Page:Viollet-le-Duc - Dictionnaire raisonné du mobilier français de l'époque carlovingienne à la Renaissance (1873-1874), tome 5.djvu/102

La bibliothèque libre.
Le texte de cette page a été corrigé et est conforme au fac-similé.
[ ARMURE ]
— 90 —

Il fallait bien que ces heaumes cylindriques fussent un bon habillement de tête, car ils persistent très-tard ; on en portait encore à la croisade de saint Louis (voy. Heaume). L’écu était peint aux armes de chacun. Voici un passage de la Chanson des Saxons[1], qui vient appuyer les monuments figurés d’où nous avons tiré les exemples précédents :


« Qui dont véist chascun son hernois aprester,
« Ces espées forbir et ces hauberz roller.
« Cauces et covertures froier et escurer,
« Cez heaumes rebrunir, ces escuz enarmer
« Cez fers de cez espiez an fraisnez anhanter,
« Et ces chevax de garde torchier et conraer. »


Roller veut dire battre, équivaut à la locution vulgaire de rouler. Le moyen de dérouiller et de nettoyer les hauberts de mailles ne pouvait consister qu’en un froissement répété des maillons les uns contre les autres. Froier veut dire frotter ; le verbe escurer a la signification qu’on lui donne aujourd’hui.
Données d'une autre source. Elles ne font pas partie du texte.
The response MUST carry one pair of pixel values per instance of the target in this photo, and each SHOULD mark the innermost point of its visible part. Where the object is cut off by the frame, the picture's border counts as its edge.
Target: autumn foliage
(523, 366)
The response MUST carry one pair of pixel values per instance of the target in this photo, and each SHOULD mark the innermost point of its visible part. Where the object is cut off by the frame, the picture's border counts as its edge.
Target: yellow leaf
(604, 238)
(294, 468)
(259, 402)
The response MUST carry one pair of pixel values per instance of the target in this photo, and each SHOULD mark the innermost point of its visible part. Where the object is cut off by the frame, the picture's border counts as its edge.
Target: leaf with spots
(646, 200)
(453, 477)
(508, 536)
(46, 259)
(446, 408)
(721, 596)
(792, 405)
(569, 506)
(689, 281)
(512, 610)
Donc il s’agit de pièces d’armures de fer poli, c’est-à-dire de grèves (cauces) et d’ailettes (covertures) ; et, en effet, dès le milieu du xiiie siècle, ces deux pièces d’armures étaient ajoutées au garnement de mailles. Ecus enarmez veut dire écus peints aux armes de ceux auxquels ils appartenaient. C’était en bois de fresne que l’on fabriquait les manches de lance.

A cette époque, c’est-à-dire vers 1250, sans être sensiblement modifié, l’habillement de l’homme d’armes gagne en élégance. La cotte d’armes d’étoffe, ne descendant qu’au-dessus des genoux, couvre entièrement le haubert de mailles, dont les manches seules restent apparentes. Le capuchon de mailles tient au haubert et est serré à la hauteur des tempes par une mince courroie bouclée ou nouée par derrière. Les gantelets de mailles tiennent aux manches et peuvent laisser la main libre au moyen d’une fente pratiquée longitudinalement au poignet. Le ceinturon, large, pendant, est retenu par une ceinture qui serre la taille. Les jambes sont, ainsi que les pieds, revêtus de chausses de mailles (fig. 17[2]). Le heaume est cylindro-conique tronqué, avec vue barrée par un renfort vertical. Ce heaume avait l’avantage de mieux tenir sur la tête que celui de l’exemple précédent, et posait sur la cervelière de mailles. Il était

  1. Chap. XXXIV.
  2. Cathédrale de Reims, sculptures du portail principal à l’extérieur et à l’intérieur.